But what to make of it?

Did you improve as much as you’d hoped? If not, let’s not act like the roof is falling in, mmmkay? You’ve still got a whole lot to learn and plenty of time in which to learn it. Your focus should be on those types of questions you’ve already encountered during your LSAT practice. Did you miss a bunch of Sufficient questions? Don’t sweat it too much. You haven’t studied them yet. Same goes for Necessary questions. Take your score report and look at how you did on the questions types you’ve studied so far. If you did poorly on one of those types, then you know where to refocus your LSAT practice efforts.

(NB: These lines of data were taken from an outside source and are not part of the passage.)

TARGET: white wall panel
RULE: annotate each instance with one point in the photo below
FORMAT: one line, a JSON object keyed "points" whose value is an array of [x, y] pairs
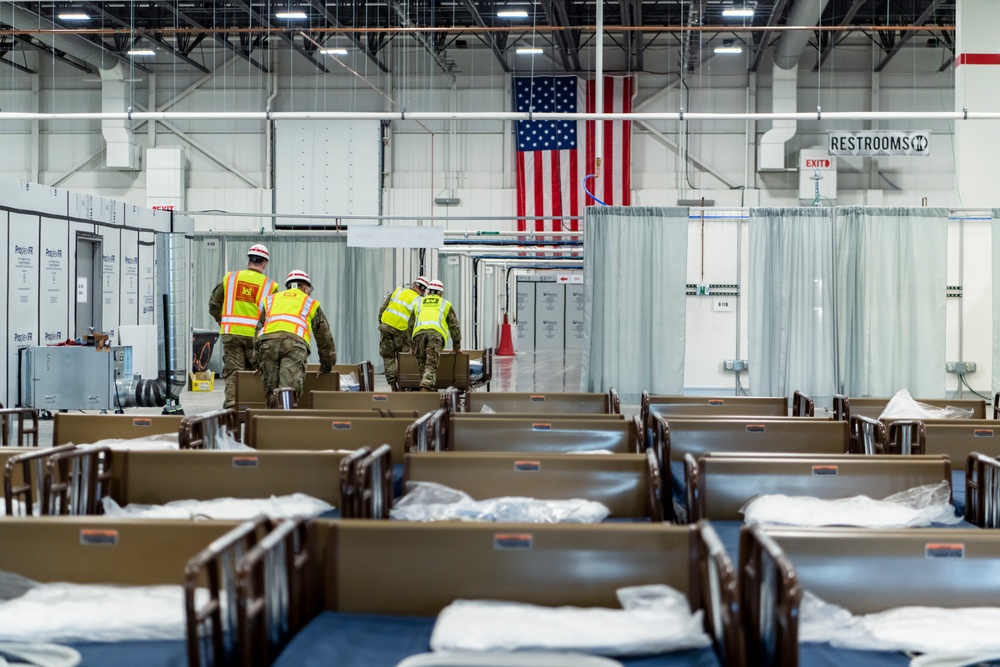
{"points": [[54, 279]]}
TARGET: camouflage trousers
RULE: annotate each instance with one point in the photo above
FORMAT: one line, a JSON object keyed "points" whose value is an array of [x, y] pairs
{"points": [[237, 355], [391, 342], [282, 364], [427, 348]]}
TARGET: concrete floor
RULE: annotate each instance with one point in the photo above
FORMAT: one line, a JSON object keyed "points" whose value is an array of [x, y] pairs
{"points": [[543, 371]]}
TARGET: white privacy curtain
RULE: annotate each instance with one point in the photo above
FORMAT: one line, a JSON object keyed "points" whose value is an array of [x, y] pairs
{"points": [[790, 303], [891, 289], [346, 281], [634, 281]]}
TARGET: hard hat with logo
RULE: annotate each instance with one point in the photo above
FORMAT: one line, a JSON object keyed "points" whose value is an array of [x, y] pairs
{"points": [[298, 276], [258, 250]]}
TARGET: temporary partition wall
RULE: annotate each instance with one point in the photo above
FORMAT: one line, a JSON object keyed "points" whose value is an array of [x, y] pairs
{"points": [[73, 261]]}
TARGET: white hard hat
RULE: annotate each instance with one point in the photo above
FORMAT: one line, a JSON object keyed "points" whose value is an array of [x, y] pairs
{"points": [[259, 250], [297, 276]]}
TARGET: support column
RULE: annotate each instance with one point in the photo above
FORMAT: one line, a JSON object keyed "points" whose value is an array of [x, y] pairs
{"points": [[977, 87]]}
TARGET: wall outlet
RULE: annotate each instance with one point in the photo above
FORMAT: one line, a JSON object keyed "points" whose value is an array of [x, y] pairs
{"points": [[960, 367], [735, 365]]}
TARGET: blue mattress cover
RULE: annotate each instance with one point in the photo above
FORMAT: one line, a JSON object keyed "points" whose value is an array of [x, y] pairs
{"points": [[374, 640], [129, 654]]}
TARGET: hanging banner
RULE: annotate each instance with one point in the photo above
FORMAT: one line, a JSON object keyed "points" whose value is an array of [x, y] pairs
{"points": [[880, 142]]}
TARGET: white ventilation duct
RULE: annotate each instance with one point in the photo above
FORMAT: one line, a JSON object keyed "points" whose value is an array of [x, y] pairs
{"points": [[122, 152], [785, 77]]}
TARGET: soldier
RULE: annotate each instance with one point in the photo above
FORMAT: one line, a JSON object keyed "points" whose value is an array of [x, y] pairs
{"points": [[235, 304], [434, 318], [395, 327], [286, 325]]}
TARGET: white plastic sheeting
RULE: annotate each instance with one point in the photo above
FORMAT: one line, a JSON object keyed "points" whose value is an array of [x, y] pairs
{"points": [[428, 501], [919, 506], [652, 621], [904, 406], [240, 509], [931, 630], [63, 612]]}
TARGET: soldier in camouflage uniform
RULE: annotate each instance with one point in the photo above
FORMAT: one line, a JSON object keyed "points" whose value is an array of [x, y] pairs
{"points": [[287, 323], [434, 319], [235, 304], [395, 326]]}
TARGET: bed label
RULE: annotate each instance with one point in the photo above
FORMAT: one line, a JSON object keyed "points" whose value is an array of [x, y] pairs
{"points": [[96, 537], [512, 541], [939, 550]]}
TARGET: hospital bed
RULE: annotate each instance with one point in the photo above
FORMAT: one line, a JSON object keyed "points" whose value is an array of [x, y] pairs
{"points": [[845, 407], [454, 370], [369, 590], [96, 550], [861, 570]]}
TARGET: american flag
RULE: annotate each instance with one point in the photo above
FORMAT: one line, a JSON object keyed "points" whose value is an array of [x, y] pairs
{"points": [[554, 156]]}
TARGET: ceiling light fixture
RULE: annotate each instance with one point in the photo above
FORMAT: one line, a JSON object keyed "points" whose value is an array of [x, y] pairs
{"points": [[728, 47]]}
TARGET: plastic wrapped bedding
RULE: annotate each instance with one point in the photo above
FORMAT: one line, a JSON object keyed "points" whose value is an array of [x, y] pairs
{"points": [[64, 612], [919, 506], [903, 406], [240, 509], [929, 630], [659, 621], [428, 501]]}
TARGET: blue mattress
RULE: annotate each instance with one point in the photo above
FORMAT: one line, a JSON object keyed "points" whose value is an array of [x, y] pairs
{"points": [[373, 640], [129, 654]]}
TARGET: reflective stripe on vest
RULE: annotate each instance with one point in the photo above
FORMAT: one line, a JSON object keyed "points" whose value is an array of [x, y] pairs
{"points": [[291, 311], [432, 311], [245, 294], [401, 304]]}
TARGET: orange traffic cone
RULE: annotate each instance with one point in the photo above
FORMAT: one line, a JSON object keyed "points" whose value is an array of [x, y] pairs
{"points": [[506, 348]]}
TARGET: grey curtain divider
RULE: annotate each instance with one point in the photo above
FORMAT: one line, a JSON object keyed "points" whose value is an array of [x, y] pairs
{"points": [[347, 282], [635, 276]]}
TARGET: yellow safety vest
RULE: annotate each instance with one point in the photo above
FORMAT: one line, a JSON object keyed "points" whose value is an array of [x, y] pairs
{"points": [[291, 311], [245, 294], [401, 303], [432, 311]]}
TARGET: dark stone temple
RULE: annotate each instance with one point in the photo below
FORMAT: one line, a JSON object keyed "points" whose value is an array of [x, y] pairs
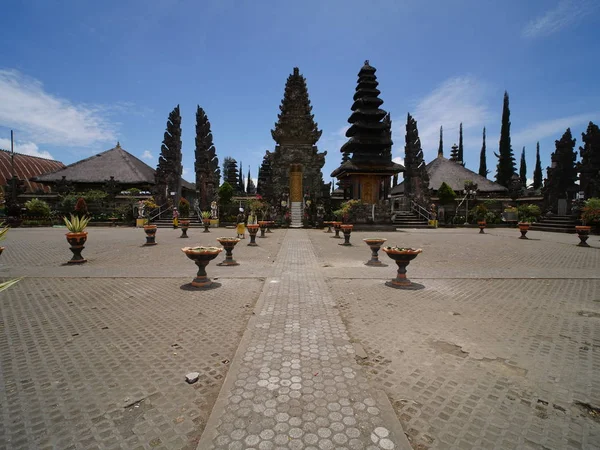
{"points": [[293, 170], [367, 173]]}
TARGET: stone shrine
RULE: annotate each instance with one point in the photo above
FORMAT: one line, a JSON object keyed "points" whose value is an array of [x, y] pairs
{"points": [[367, 174], [295, 165]]}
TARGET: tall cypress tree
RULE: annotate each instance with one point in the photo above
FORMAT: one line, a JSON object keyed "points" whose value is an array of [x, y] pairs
{"points": [[523, 169], [537, 173], [416, 178], [461, 159], [241, 180], [506, 160], [563, 173], [230, 171], [482, 159], [169, 169], [206, 166], [589, 167], [250, 188]]}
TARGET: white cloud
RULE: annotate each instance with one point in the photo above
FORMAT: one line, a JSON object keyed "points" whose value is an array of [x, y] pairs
{"points": [[548, 128], [565, 13], [49, 119], [398, 160], [456, 100], [25, 148]]}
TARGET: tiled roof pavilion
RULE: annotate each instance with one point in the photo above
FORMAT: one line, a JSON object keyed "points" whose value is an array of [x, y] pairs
{"points": [[27, 167], [442, 170], [116, 162]]}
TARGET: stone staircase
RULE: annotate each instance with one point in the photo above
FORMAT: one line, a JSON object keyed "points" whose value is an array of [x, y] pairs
{"points": [[556, 224], [296, 215], [168, 223], [409, 219]]}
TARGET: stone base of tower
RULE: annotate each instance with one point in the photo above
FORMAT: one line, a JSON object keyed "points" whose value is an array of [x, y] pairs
{"points": [[296, 215]]}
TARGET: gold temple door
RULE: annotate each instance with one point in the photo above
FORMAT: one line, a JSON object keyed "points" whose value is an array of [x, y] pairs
{"points": [[369, 190], [295, 183]]}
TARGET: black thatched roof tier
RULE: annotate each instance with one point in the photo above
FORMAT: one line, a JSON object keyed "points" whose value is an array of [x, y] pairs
{"points": [[442, 170], [369, 137], [26, 167], [367, 167], [116, 162]]}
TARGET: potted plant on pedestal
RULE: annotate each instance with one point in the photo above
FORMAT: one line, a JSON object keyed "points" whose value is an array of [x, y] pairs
{"points": [[590, 214], [201, 256], [3, 232], [347, 230], [402, 256], [206, 220], [374, 244], [76, 237], [228, 244], [184, 216]]}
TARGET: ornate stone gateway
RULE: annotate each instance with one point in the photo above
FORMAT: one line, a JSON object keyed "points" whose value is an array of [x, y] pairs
{"points": [[292, 172], [367, 165], [295, 183]]}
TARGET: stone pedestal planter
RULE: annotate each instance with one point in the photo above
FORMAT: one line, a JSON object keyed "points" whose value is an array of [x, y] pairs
{"points": [[150, 231], [402, 257], [583, 232], [252, 230], [336, 227], [375, 244], [263, 227], [201, 256], [76, 240], [228, 244], [524, 228], [347, 230], [184, 225]]}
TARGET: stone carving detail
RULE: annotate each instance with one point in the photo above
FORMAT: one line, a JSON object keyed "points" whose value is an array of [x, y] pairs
{"points": [[296, 122], [296, 134]]}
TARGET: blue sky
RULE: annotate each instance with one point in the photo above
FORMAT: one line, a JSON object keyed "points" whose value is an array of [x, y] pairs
{"points": [[76, 75]]}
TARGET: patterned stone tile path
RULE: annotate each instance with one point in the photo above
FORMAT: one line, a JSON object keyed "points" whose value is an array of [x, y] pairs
{"points": [[294, 382]]}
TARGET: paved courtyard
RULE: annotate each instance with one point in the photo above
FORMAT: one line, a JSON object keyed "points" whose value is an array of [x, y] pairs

Did you improve a whole bunch? That’s spectacular. But let’s not get too high on ourselves just yet. It’s fine to give yourself a hearty pat on the back for a job well done, but you do so at the risk of getting complacent in your LSAT practice. You don’t want to be the person who goes bragging about how they only missed three questions on their Reading Comp section only to go on and fail miserably on game day. Rather, use your improvement as encouragement. It’s proof that studying hard pays off and that employing the prescribed techniques from your LSAT practice is truly effective. Continue studying hard and you may just improve more than you originally thought you could. Dare to dream, kids.*

The moral of this particular story blog post is that you can find something useful to take away from your second LSAT practice exam no matter what your score was. Regardless of whether or not you’re happy with the score you received, the takeaway is always the same: Study hard. Do all your homework. Do it using the technique as it was taught.

LSAT practice doesn’t make perfect. Perfect LSAT practice makes perfect.

*I can’t believe I just wrote that. If you can’t see the sarcasm dripping from that sentence, adjust the brightness of your computer screen.